In this post, I am going to focus on how the Block data
is stored in Go-ethereum
.
Embedded KV-database
Go-ethereum
uses as the main storage engine an embedded kv database. An embedded database is a database management system that is integrated inside the same application, most often as an imported library and not as a separate external component. Historically, go-ethereum
has used leveldb
but it is in the process of switching to pebbledb
.
A key-value
database stores the data as a set of records each one identified with a unique key. Then, it provides utilities to insert, query, and list range data based on this key. Unlike traditional relational databases, it does not provide a schema and lacks the possibility to create complex queries on top of the data like with SQL.
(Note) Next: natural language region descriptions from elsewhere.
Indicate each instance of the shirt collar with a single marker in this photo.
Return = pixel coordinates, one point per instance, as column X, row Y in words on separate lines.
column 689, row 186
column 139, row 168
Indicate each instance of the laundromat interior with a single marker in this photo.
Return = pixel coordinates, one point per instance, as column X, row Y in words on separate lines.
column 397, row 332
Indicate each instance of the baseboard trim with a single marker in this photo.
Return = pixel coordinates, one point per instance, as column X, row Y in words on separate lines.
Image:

As a workaround to have complex queries, developers can use the same kv primitives to manually construct ad-hoc indexes to query the data. For example, go-ethereum
stores block headers by its hash (key) but also has kv entries for number→hash to resolve the block by its number (i.e. eth_getBlockByNumber
endpoint).
Indexes
All the objects in leveldb
are stored under the same logical bucket of data. However, since we need to store different types of information, we need to introduce some mechanism to differentiate each set of data. Go-ethereum
uses prefixes and suffixes to namespace the information.
List of raw data stores:
<header_prefix><number><hash>
:<header>
- Stores the block header in RLP format.
<block_body_prefix><num><hash>
:<body>
- Stores the body (transactions and uncles) for the block in RLP format.
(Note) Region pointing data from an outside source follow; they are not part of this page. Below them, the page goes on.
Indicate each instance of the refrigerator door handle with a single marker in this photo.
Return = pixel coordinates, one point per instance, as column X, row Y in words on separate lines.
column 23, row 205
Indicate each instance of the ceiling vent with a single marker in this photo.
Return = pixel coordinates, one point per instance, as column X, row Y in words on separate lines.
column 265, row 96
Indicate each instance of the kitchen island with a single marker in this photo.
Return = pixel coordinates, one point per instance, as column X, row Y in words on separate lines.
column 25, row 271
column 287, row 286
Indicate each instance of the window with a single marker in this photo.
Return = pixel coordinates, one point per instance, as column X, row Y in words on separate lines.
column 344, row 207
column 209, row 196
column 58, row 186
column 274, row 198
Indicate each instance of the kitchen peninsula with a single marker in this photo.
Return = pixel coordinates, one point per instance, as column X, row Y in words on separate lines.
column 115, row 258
<block_receipts_prefix><num><hash>
:<receipts>
- Stores the list of receipts for the block in RLP format.
List of the indexes:
<header_prefix><number><hash><difficulty_suffix>
:<difficulty>
- Maps a block (number, hash) to the total PoW difficulty up to that point.
<header_prefix><number><header_suffix>
:<hash>
- Maps the blocks in the canonical chain to its hash.
<header_number_prefix><hash>
:<number>
- Reverse index from block hash to number.
- A query to this index is required to retrieve the contents of a block by its hash.
<txn_index_prefix><tx hash>
:<block number>
- Maps the transaction hash to the block in which the transaction was mined.
- This index must be rewritten and updated for every reorg of the chain.
- It would require 3 database reads to get a transaction by its hash: tx hash → block number, block number → block hash, (block number, block hash) → body.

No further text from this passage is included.